Dr. Bluth is a certified instructor of Mindful Self-Compassion; co-creator of curriculum for Mindful Self-Compassion for Teens (formerly known as Making Friends with Yourself) and Embracing Your Life, the adaptation of Mindful Self-Compassion for young adults; and one of the creators of Self-Compassion for Educators, a self-compassion program offered through Mindful Schools. Dr. Bluth is author of the books The Self-Compassion Workbook for Teens: Mindfulness and Compassion Skills to Overcome Self-Criticism and Embrace Who You Are; The Self-Compassionate Teen: Mindfulness and Compassion Skills to Conquer Your Critical Inner Voice; Mindfulness and Self-Compassion for Teen ADHD: Build Executive Functioning Skills, Increase Motivation, and Improve Self-Confidence (New Harbinger Publishers, coauthored with Mark Bertin); and the Audible Original Self-Compassion for Girls: A Guide for Parents, Teachers, and Coaches.

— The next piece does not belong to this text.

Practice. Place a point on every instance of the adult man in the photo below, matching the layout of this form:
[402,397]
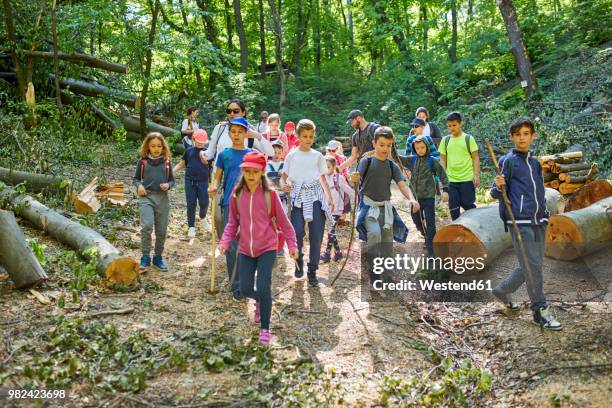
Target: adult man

As a mindfulness practitioner for over 40 years, a mindfulness teacher, and an educator with 18 years of classroom teaching experience, Dr. Bluth frequently gives talks, conducts workshops, and teaches classes in self-compassion and mindfulness in educational and community settings. In addition, she trains teachers in Mindful Self-Compassion for Teens internationally.